Mereka berdua masuk ke dalam kamar tidur Edwin, angin lewat berhembus dengan aroma bunga melati tercium tajam. Beberapa pemuda tetangga sekitar kembali ribut, karena aroma melati tercium di sekitaran rumah Edwin. Setelah mereka berdua memasuki kamar tidur, Raka meminta Edwin untuk menunggu di ruang tengah. Raka berada di dalam kamar Edwin sendiri untuk fokus berkomunikasi dengan Mbak Asih.

"Assalamualaikum salam, Mbak Asih." Raka memulai pembicaraan. Sekelebat Raka melihat Mbak Asih mendekat di jendela samping kamar Edwin.

"Wa alaikum salam, Raden." Jawab Mbak Asih sambil duduk bersimpuh.

"Mbak Asih barusan berada disekitar rumah duka kerabat Edwin ya?

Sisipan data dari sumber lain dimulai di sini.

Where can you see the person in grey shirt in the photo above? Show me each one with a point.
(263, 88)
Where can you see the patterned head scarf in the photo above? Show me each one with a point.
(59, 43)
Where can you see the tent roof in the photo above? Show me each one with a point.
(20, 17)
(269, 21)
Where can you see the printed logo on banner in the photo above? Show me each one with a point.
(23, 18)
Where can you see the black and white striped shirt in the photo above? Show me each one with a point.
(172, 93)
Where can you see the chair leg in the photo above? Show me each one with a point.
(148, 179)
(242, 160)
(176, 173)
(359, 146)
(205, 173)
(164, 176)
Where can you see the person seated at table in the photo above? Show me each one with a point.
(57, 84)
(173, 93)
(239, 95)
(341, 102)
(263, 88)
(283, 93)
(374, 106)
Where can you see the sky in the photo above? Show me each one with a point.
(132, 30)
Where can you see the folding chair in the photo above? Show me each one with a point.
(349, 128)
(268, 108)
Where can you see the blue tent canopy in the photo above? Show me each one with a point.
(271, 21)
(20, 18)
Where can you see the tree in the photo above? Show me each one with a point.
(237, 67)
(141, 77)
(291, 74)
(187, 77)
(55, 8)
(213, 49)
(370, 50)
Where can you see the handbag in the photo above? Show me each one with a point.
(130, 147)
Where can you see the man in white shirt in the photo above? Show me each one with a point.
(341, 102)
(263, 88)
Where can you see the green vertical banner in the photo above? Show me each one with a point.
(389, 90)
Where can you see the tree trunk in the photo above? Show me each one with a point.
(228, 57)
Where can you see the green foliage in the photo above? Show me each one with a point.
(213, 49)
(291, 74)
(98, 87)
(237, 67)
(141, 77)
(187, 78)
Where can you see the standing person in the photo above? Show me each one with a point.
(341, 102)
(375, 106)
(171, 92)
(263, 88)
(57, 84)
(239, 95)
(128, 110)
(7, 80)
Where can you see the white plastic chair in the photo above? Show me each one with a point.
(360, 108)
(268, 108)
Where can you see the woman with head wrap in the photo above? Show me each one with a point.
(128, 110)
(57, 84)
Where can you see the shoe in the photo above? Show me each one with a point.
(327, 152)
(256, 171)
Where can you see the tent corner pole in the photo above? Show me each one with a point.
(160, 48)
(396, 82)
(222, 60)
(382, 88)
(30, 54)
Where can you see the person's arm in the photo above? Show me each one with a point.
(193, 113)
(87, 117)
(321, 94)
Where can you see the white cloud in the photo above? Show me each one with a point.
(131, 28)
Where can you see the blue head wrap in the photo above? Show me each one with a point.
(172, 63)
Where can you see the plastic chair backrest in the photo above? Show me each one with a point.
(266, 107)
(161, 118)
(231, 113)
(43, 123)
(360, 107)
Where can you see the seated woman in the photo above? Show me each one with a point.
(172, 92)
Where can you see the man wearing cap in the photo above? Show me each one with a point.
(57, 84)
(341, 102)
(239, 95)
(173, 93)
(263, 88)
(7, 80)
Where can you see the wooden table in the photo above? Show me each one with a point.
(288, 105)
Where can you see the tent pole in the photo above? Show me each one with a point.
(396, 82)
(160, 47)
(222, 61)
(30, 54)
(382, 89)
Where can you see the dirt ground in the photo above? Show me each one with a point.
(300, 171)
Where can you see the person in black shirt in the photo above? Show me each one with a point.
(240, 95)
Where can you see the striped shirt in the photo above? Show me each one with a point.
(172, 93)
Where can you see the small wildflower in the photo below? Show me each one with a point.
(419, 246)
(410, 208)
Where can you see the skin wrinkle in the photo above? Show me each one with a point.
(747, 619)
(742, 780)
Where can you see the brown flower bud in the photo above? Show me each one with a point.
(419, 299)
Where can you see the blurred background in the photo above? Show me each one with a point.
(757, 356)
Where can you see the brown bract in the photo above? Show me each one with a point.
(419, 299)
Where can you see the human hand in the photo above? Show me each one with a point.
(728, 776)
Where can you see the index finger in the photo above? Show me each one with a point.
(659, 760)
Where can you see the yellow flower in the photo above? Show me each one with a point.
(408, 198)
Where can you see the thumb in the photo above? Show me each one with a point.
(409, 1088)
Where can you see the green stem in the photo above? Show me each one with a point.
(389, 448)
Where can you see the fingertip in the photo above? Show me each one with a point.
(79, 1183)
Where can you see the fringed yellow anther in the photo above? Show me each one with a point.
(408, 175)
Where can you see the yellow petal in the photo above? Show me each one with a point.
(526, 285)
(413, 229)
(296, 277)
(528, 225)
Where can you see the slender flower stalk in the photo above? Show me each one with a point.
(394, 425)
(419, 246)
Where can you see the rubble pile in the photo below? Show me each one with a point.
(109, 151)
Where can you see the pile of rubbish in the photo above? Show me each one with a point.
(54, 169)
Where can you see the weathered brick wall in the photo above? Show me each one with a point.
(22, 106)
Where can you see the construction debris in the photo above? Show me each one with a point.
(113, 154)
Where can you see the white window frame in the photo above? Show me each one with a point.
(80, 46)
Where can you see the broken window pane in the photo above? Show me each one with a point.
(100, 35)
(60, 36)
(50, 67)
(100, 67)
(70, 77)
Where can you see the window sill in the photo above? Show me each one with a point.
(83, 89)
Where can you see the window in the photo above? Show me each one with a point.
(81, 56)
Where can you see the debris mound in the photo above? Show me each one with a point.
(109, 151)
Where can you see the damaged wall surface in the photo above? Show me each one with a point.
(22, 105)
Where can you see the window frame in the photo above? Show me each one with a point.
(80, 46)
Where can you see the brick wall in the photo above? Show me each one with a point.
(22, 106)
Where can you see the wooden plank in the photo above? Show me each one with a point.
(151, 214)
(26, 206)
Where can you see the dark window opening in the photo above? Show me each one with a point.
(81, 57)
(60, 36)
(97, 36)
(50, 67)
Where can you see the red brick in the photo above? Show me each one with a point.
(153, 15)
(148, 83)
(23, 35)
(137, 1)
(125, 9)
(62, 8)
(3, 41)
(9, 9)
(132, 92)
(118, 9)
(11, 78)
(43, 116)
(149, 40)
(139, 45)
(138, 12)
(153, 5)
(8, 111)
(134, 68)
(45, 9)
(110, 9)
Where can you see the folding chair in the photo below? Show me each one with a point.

Beberapa warga jadi ribut karena keberadaan mbak Asih dengan aroma bunga melati di sekitar rumah ini." Raka bertanya.

"Iya Raden. Maaf mbak Asih mendekat cuma penasaran dan ingin tahu saja Raden." Jawab Mbak Asih.

"Iya Mbak. Raka minta tolong Mbak Asih menjauh dari rumah duka, karena jelas menimbulkan prasangka negatife dari warga daerah sini. Kasihan kerabat ayah Edwin yang berduka." Raka menegaskan ke arwah cewek ini untuk menjauh dari lingkungan rumah duka.

"Baik Raden. Kalau itu permintaan Raden, Mbak Asih akan menjauh dari rumah duka. Mbak Asih tunggu saja di pertigaan ujung jalan sana. Maafkan Mbak Asih, saya pamit pergi Raden!" jawab mbak Asih sambil menyembah Raka.

Sesaat angin berhembus dan berkelebat melewati halaman rumah Edwin, aroma bunga melati tercium mengikuti. Raka segera keluar dari kamar tidur dan menghampiri Edwin yang duduk di sofa ruang tengah rumahnya. Mereka keluar rumah kembali duduk di halaman bergambung lagi dengan teman-teman dan para tetangga yang ikut ngobrol di sana.

"Bagaimana bro. Apa sudah pergi dan bisa di negoisasi mbaknya?" Heru bertanya ke Raka.

"Iya bro, kalian apa tidak merasa ya? Waktu aroma bunga melati bersama angin keluar melewati tempat kalian duduk?" Raka bertanya balik ke Heru.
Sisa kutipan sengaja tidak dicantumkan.